Heat death of the universe

In the late 19th century, British scientist Lord Kelvin made a prediction about the ultimate fate of the universe. He stated that the universe was slowly running out of energy, and that it would eventually reach a state of “heat death,” in which all matter would be evenly distributed and all energy would be used up. This prediction was based on the laws of thermodynamics, which describe how energy is transferred and transformed in a closed system.

Many scientists were skeptical of Lord Kelvin’s prediction, but in the 20th century, the discovery of dark energy lent support to the idea that the universe might indeed be expanding and cooling as Lord Kelvin had suggested. Today, the concept of the “heat death” of the universe is still a subject of debate among scientists, but it is an interesting example of a historical prediction that has gained credibility over time.

In the early 20th century, a group of scientists…

In the early 20th century, a group of scientists in Russia carried out a series of experiments in which they attempted to communicate with plants. They believed that plants were sentient beings that were capable of feeling emotions and responding to stimuli, and they attempted to communicate with them using various methods, including talking to them, playing music for them, and even attempting to transmit thoughts telepathically.

One of the most famous of these experiments was carried out by a scientist named Elena Blavatsky, who claimed that she had successfully communicated with a plant and had even received messages from it. Although these experiments were met with widespread skepticism at the time, they continue to be a source of fascination and have inspired a number of popular books and movies. It is still a matter of debate among scientists whether or not plants are truly sentient, but the idea that they might be has captured the imaginations of people for decades.

Cross Correspondences

In the early 20th century, a group of scientists in the United States conducted a series of experiments in which they tried to communicate with the dead through the use of psychic mediums. These experiments, known as the “Cross Correspondences,” involved the mediums receiving messages from spirits who claimed to be deceased scientists and scholars. The messages were often fragmented and difficult to understand, but the scientists involved in the experiments believed that they were able to piece together a coherent narrative through careful analysis of the mediums’ messages.

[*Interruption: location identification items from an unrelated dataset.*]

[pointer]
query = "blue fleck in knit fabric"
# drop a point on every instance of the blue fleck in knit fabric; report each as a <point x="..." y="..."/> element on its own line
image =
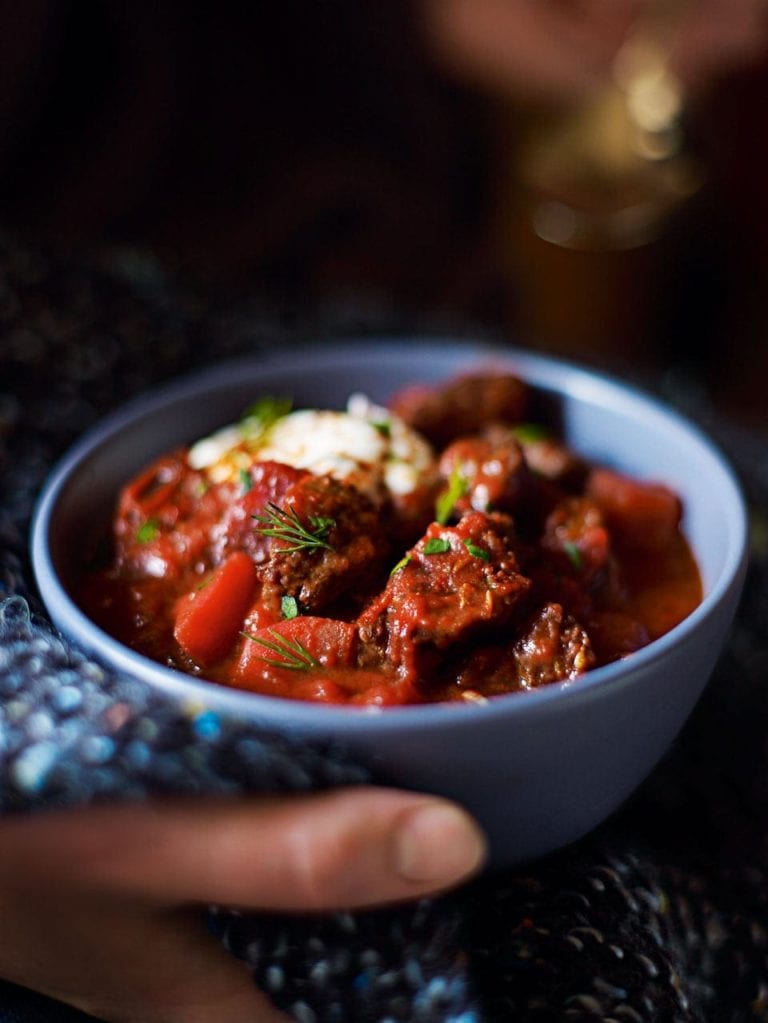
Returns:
<point x="659" y="918"/>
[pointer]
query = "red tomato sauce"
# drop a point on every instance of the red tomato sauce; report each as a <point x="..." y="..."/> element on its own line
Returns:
<point x="512" y="564"/>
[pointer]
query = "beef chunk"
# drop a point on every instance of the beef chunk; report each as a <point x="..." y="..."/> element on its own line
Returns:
<point x="554" y="648"/>
<point x="462" y="406"/>
<point x="350" y="559"/>
<point x="576" y="537"/>
<point x="455" y="583"/>
<point x="496" y="477"/>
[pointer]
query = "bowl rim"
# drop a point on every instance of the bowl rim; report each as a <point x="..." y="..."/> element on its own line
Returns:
<point x="547" y="372"/>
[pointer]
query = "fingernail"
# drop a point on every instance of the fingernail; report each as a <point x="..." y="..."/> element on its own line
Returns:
<point x="438" y="843"/>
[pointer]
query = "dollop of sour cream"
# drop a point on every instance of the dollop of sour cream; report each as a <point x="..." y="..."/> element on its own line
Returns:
<point x="366" y="445"/>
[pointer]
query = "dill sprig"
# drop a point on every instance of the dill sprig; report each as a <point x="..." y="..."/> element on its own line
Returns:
<point x="457" y="488"/>
<point x="284" y="524"/>
<point x="294" y="655"/>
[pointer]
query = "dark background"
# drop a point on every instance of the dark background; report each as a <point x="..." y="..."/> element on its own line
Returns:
<point x="311" y="150"/>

The Cross Correspondences were controversial and were largely dismissed by the scientific community at the time, but they gained a significant following among some members of the public, who saw them as evidence of the existence of an afterlife. Despite the lack of scientific evidence to support their claims, the scientists who conducted the Cross Correspondences remained convinced of their validity and continued to pursue their research until the 1940s.

Scientist Claire Patterson spent…

Scientist Claire Patterson spent over 20 years trying to convince the public that lead was poison.

The inventor of leaded gasoline meanwhile once went to New Jersey to argue that leaded gasoline was perfectly safe, by pouring tetraethyllead onto his hands, and then putting a bottle of it under his nose and inhaling it for 60 seconds saying he could do it every day without any problems. He then had to leave work after being diagnosed with lead poisoning.
He also went on to invent Freon, a CFC that was later banned after being shown to be responsible for ozone depletion.

Then he got polio, so he invented another thing, a pulley system that let him pull himself out of bed. He would then die after becoming entangled in this and strangling himself.

In 1996 a physicist submitted…

In 1996 a physicist submitted a paper full of word salad and gibberish to a postmodernist journal and it actually passed peer review and was published. This is known as the Sokal Affair.

feminist and poststructuralist critiques have demystified the substantive content of mainstream Western scientific practice, revealing the ideology of domination concealed behind the fa├žade of “objectivity”. It has thus become increasingly apparent that physical “reality”, no less than social “reality”, is at bottom a social and linguistic construct; that scientific “knowledge”, far from being objective, reflects and encodes the dominant ideologies and power relations of the culture that produced it; that the truth claims of science are inherently theory-laden and self-referential; and consequently, that the discourse of the scientific community, for all its undeniable value, cannot assert a privileged epistemological status with respect to counter-hegemonic narratives emanating from dissident or marginalized communities.